I feel like my life is falling apart. The safety net under me is getting loose and looser and I can't seem to hold it together anymore. I thought I could do it but I can't. And when I need the support, I just don' get it. Where is he when I most need him?? Threatening to leave me? I could not believe my ears. The one person I put all my hopes on was threatening to leave me. I guess it is true what they say about not putting all your eggs in one basket..
He might think all my paranoias arestupid, but NOT for me!!
And he should know better. After all that has happened to me, losing my father, being away from home in a strange country, away from the poeple I love, my family, my friends, him..
It's hard... And some days I have to pretend that everything i sokay, but it's not! IT's not okay. And I finally broke down. I am crying as I write this..

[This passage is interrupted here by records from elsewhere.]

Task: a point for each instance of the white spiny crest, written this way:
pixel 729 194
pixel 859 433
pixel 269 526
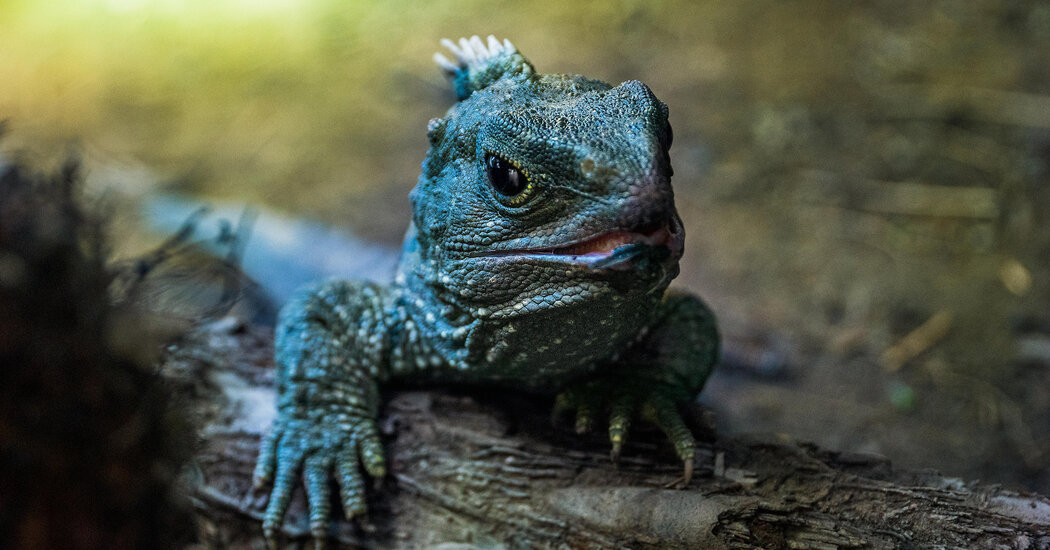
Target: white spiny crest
pixel 473 53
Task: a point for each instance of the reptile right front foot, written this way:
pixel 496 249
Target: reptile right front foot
pixel 319 444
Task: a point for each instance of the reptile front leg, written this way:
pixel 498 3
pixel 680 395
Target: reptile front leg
pixel 653 379
pixel 330 347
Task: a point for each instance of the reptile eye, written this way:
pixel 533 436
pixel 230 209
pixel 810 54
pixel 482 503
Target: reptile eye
pixel 506 178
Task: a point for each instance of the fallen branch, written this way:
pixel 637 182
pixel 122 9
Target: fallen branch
pixel 474 470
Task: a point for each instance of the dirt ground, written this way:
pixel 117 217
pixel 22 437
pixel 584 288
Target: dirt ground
pixel 863 186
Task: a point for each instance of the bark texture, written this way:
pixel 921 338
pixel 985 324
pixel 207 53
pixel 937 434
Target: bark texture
pixel 470 469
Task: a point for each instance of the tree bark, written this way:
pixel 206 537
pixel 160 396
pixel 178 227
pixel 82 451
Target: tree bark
pixel 477 469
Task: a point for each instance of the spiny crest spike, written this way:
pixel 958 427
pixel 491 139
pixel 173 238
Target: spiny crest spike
pixel 480 63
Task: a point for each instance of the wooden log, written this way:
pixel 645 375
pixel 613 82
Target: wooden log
pixel 478 469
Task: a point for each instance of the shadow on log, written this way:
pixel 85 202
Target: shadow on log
pixel 489 471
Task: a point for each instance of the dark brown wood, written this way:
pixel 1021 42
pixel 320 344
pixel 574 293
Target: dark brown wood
pixel 471 469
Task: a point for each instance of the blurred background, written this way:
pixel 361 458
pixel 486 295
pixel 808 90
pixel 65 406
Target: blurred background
pixel 864 186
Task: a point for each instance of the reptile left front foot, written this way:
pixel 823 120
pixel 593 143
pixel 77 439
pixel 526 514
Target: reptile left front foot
pixel 624 397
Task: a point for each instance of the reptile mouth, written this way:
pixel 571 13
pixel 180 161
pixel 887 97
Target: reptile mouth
pixel 615 249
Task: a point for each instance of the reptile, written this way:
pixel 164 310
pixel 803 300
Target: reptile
pixel 543 240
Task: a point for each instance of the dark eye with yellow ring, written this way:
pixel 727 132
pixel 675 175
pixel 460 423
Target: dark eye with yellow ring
pixel 508 182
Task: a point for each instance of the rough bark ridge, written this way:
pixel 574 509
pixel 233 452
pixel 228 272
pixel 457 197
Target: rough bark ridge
pixel 475 470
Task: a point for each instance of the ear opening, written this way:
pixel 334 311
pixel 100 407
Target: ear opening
pixel 479 65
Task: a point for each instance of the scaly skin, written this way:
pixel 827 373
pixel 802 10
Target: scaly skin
pixel 543 238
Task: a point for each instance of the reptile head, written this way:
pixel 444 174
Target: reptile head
pixel 542 191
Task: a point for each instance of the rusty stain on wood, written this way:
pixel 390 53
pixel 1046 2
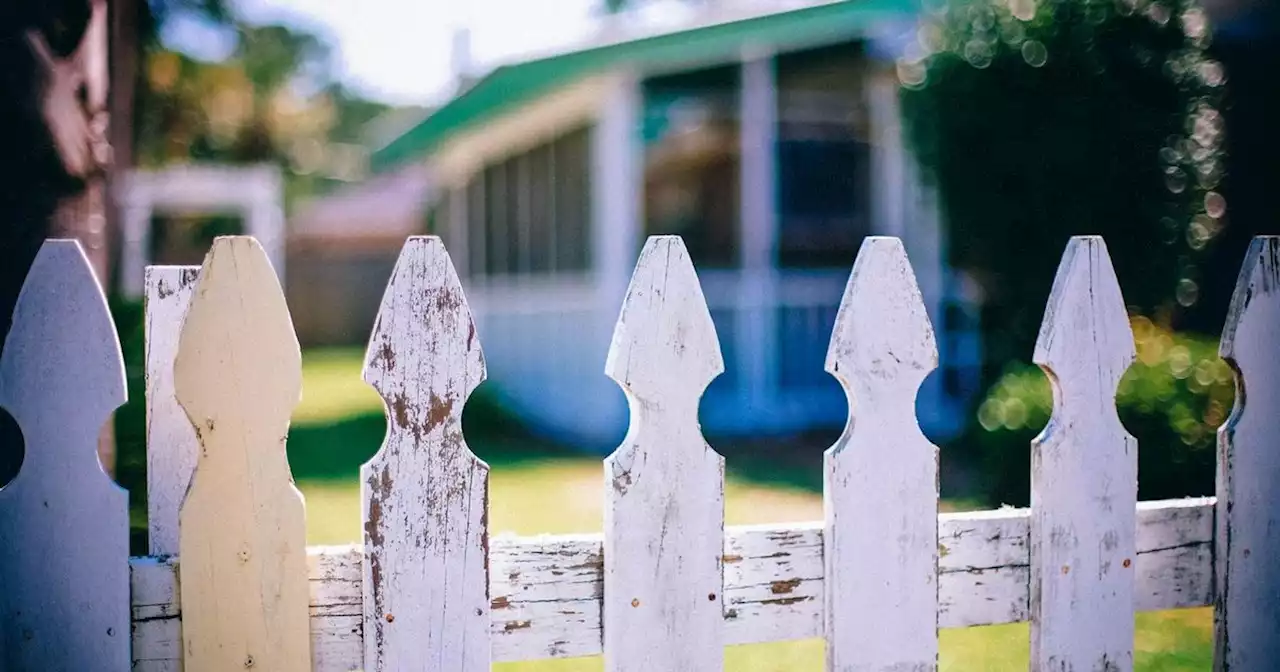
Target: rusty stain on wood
pixel 781 588
pixel 1080 598
pixel 1247 609
pixel 882 590
pixel 425 494
pixel 664 494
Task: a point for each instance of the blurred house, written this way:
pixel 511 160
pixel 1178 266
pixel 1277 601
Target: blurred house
pixel 766 136
pixel 341 251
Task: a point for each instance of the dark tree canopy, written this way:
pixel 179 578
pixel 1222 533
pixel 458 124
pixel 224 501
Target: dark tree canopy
pixel 1040 120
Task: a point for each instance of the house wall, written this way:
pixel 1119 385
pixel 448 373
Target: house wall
pixel 772 273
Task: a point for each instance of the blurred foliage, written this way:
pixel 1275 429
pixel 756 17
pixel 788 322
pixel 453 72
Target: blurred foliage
pixel 273 100
pixel 1171 400
pixel 129 425
pixel 1037 120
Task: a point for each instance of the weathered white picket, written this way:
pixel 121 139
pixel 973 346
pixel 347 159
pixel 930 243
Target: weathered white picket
pixel 666 585
pixel 169 469
pixel 1248 471
pixel 1084 474
pixel 64 526
pixel 424 494
pixel 664 487
pixel 882 570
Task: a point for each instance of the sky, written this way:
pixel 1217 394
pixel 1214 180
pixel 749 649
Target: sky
pixel 400 51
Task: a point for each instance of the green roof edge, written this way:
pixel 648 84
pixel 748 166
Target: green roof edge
pixel 513 85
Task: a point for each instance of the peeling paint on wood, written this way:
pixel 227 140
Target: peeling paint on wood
pixel 172 446
pixel 664 501
pixel 1084 475
pixel 64 525
pixel 242 525
pixel 425 494
pixel 881 488
pixel 1248 471
pixel 556 584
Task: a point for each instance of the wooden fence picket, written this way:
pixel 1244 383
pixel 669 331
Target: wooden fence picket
pixel 172 446
pixel 242 525
pixel 881 492
pixel 664 487
pixel 64 525
pixel 425 496
pixel 1247 602
pixel 1084 474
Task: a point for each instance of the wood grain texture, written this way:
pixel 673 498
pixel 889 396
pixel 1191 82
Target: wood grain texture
pixel 663 496
pixel 1248 471
pixel 547 590
pixel 242 536
pixel 425 494
pixel 64 525
pixel 1084 475
pixel 172 446
pixel 881 478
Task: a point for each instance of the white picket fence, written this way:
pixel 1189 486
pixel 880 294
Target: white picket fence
pixel 231 584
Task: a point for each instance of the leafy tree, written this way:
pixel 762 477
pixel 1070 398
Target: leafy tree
pixel 1040 119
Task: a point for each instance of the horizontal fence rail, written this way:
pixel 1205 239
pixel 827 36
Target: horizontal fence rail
pixel 545 593
pixel 231 584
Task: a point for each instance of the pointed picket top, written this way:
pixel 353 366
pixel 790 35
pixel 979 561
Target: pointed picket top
pixel 664 502
pixel 63 343
pixel 1084 474
pixel 881 571
pixel 664 327
pixel 172 446
pixel 425 494
pixel 1248 472
pixel 64 525
pixel 242 525
pixel 1086 334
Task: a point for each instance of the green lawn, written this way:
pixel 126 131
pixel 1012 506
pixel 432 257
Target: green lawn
pixel 539 488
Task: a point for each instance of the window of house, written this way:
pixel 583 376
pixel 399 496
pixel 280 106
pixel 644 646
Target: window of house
pixel 691 161
pixel 530 213
pixel 823 158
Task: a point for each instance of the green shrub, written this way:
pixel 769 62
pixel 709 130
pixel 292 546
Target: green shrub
pixel 1171 400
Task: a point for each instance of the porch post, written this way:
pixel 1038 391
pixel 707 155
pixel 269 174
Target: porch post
pixel 457 228
pixel 757 314
pixel 901 205
pixel 136 243
pixel 617 191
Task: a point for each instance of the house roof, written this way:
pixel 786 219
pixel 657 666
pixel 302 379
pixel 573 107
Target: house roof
pixel 510 86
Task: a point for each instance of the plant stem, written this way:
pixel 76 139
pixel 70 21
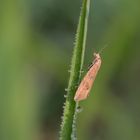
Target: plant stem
pixel 70 113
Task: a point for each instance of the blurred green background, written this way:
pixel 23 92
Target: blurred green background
pixel 36 43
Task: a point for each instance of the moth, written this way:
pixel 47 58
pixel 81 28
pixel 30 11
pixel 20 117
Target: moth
pixel 88 80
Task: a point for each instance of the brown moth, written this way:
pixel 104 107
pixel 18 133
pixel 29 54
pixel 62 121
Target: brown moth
pixel 87 82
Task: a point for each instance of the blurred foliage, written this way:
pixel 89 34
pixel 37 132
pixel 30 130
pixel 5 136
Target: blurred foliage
pixel 36 41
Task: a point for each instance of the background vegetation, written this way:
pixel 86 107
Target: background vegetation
pixel 36 42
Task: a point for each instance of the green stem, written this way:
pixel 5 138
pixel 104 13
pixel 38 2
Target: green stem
pixel 70 113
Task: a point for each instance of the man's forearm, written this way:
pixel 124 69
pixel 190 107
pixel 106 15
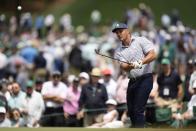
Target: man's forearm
pixel 149 57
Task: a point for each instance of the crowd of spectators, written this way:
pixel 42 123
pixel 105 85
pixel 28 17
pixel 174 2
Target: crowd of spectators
pixel 51 76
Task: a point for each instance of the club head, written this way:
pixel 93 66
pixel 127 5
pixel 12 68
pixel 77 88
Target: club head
pixel 96 51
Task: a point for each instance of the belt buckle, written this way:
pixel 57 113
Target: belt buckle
pixel 133 79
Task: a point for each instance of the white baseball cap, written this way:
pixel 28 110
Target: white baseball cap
pixel 84 75
pixel 2 110
pixel 111 102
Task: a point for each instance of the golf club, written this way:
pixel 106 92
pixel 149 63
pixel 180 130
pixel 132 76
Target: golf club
pixel 98 53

I feel like the stupidest person in the world. The biggest loser, with nothing in her head. Pretending to be smart, say intelligent things, be more critical. When the truth is, I DO NOT GIVE A FUCK! So what if there are CCTVs everywhere watchin over us like the notorious panopticon tower?? Are they really effecting how we act? Our attitudes? How we go about our daily lives? Maybe if you are a drug dealer! I know.. I know.. the most dangerous thing is invisible power. The most dangeorus thing is when you start thinking that it is a natural part of things. But.. Hey! Take a look around! There are always cracks in the system. And difficult conditions just make people try harder and be more creative. And who knows, maybe they aren't even recording anything on those black round eyes you see everywhere.
So what if people are paranoid about everything?? There are more important things to think about in this world, like world hunger?? Global warming?? Millions of children begging on the street??